[OpenAFS-devel] Re: OpenAFS client crashes on RHEL 5.10 and RHEL 6.5

Andrew Deason adeason@sinenomine.net
Wed, 19 Mar 2014 13:02:55 -0500


On Wed, 19 Mar 2014 12:13:24 -0400
"J. Bruce Fields" <bfields@redhat.com> wrote:

> On Wed, Mar 19, 2014 at 10:46:15AM -0500, Andrew Deason wrote:
> > Via __d_unalias, yeah, that looks like it would make it unsuitable.
> > But the restrictions on directory loops maybe makes this unsuitable
> > anyway.
> > 
> > Is the reasoning for the trylocks just lock ordering?
> 
> Yes, if we waited for those locks at this point in the code, we could
> deadlock, since the lock-holder we're waiting on might be waiting on
> the i_mutex of the parent directory, which we already hold.  I haven't
> thought very hard about how to fix that yet.
> 
> > It seems odd to me that lookups for anything using
> > d_materialise_unique can seem to just randomly fail.
> 
> Agreed, I think this hasn't been fixed just because it's very rarely
> hit in practice (in the absence of multiply-linked directories like
> you have).  We can reproduce the failure on NFS with artificial
> testing.  It requires an uncached lookup to happen at the same time as
> a cross-directory rename from another client.
> 
> > I don't suppose there's any way the GPLONLY restriction on those
> > interfaces could change?

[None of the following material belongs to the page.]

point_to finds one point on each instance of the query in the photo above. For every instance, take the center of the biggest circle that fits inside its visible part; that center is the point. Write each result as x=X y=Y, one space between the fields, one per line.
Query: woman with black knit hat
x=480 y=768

Or do you have any other suggestions or
> > anything as to an approach we should be taking?
> 
> I don't know really know that code, apologies.  My only suggestion
> would be to look at the in-kernel NFS and AFS code and see how it does
> this.

They rely on the in-kernel mechanisms I was referring to (really, that's
the only sane way to do it). So looking at them has not really been
helpful.

> As for GPL_ONLY symbols I think it's certainly worth compiling a list
> and asking.  Obviously the kernel community (myself included!) would
> be much happier to see effort invested on upstream code.  But obvious
> oversights (d_materialise_unique looks like one) do get fixed.

Where would such a request go? LKML? Does anyone on the openafs side
here know if we've ever asked for that before, or have any other
opinions here? I assume Red Hat or any downstream will not / cannot
change any such restrictions that upstream does not change.

If it's not clear, though, this isn't a simple oversight or something
that happens to be GPLONLY when other similar symbols are not. This is
basically an entire subsystem that as far as I know has always been
GPL-restricted. That suggested to me that the changes of changing the
restriction are around zero, but I honestly don't really understand the
various motivations to restrict or unrestrict interfaces, so I can't
pretend to have any idea what will actually happen.

-- 
Andrew Deason
adeason@sinenomine.net